Any website can implement TFA. From the preceding discussion it can be seen that this is a nontrivial task. The website will have to implement authentication routines that require a username and password at bare minimum. These will have to be stored persistently (e.g. in a database) to be useful. Adding TFA entails the initialization functions of enrollment, the exchange of a secret key, preferably by QR code (if an app like Google Authenticator is planned) or provision for the automatic transmission of the access code by SMS if that is chosen. Also the persistent store will require expansion to accommodate these additional items. Finally, the second level of authentication must be implemented to request and process the six-digit code from the user.
Details of this kind of implementation are beyond the scope of this present discussion, however the following comments can be made:
  • Developers should avoid “reinventing the wheel.” The code required to generate six-digit keys is complex and error-prone. If a package is available that is already proven and that supports the site stack in use, then that should be chosen.
  • For websites developed using PHP, visit https://phppackages.org and search for TFA, 2TF or Two Factor Authentication. Over fifty entries are available.

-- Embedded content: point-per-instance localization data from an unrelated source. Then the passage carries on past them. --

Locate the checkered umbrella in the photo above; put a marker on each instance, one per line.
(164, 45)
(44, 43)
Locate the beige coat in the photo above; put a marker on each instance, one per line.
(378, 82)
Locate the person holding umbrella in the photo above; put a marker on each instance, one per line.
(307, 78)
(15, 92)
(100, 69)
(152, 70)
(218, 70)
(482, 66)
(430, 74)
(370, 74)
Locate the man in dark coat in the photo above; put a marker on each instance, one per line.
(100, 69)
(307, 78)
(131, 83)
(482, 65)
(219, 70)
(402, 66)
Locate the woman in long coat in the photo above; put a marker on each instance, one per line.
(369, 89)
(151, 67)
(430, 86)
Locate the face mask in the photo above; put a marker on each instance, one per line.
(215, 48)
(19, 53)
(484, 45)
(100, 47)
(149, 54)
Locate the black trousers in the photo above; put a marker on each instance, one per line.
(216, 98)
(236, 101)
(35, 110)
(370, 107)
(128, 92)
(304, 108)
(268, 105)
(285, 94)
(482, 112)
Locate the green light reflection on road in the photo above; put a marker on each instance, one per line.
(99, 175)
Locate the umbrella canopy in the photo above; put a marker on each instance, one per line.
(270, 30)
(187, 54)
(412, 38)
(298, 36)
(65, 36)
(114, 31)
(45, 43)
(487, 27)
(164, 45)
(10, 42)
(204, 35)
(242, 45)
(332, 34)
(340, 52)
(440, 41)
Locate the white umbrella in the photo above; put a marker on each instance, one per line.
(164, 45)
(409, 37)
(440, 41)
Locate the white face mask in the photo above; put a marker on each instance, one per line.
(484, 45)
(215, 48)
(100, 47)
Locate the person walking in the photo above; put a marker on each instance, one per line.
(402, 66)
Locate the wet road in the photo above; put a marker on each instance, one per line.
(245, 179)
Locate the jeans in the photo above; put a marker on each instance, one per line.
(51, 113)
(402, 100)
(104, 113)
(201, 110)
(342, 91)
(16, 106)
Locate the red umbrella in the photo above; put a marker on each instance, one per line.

  • For websites developed using node.JS, visit https://github.com/speakeasyjs/speakeasy and examine the README.md file. The package is a very comprehensive library for implementing two factor authentication as well as generating both HOTP and TOTP passcodes.
  • The vendor website https://www.twilio.com/docs/tutorials has examples of code required for C#, Java, Node.js, PHP, Python, Ruby (Rails), and Ruby (Sinatra). Another set of examples covers similar material for using SMS authentication rather than a local app.
    1. Security Issues

Several general comments can be made about the efficacy of TFA.

  • While TFA improves security it is not perfect. Google “Two Factor Authentication Hacks.” This query recently returned nearly two million results.
  • Using SMS as a method to transmit authorization keys to users is definitely not a best practice. Using the Google Authenticator is far safer. Authenticator is available in both Android and iPhone versions.
  • No technology, no matter how sophisticated, can withstand clever social engineering attacks. One of the more famous attacks seems to be http://tech.firstpost.com/news-analysis/hackers-using-social-engineering-to-bypass-two-factor-authentication-321121.html. This kind of attack, by the way, can be mitigated by simply not using SMS to transmit authorization keys.
  • Password recovery is a gaping hole in TFA. This is because password recovery completely bypasses TFA, allowing hackers to gain control of the user’s account.
  • An educated, vigilant user is always an asset when trying to improve security. Spending some time educating users about common threats and how to avoid them can pay handsome dividends.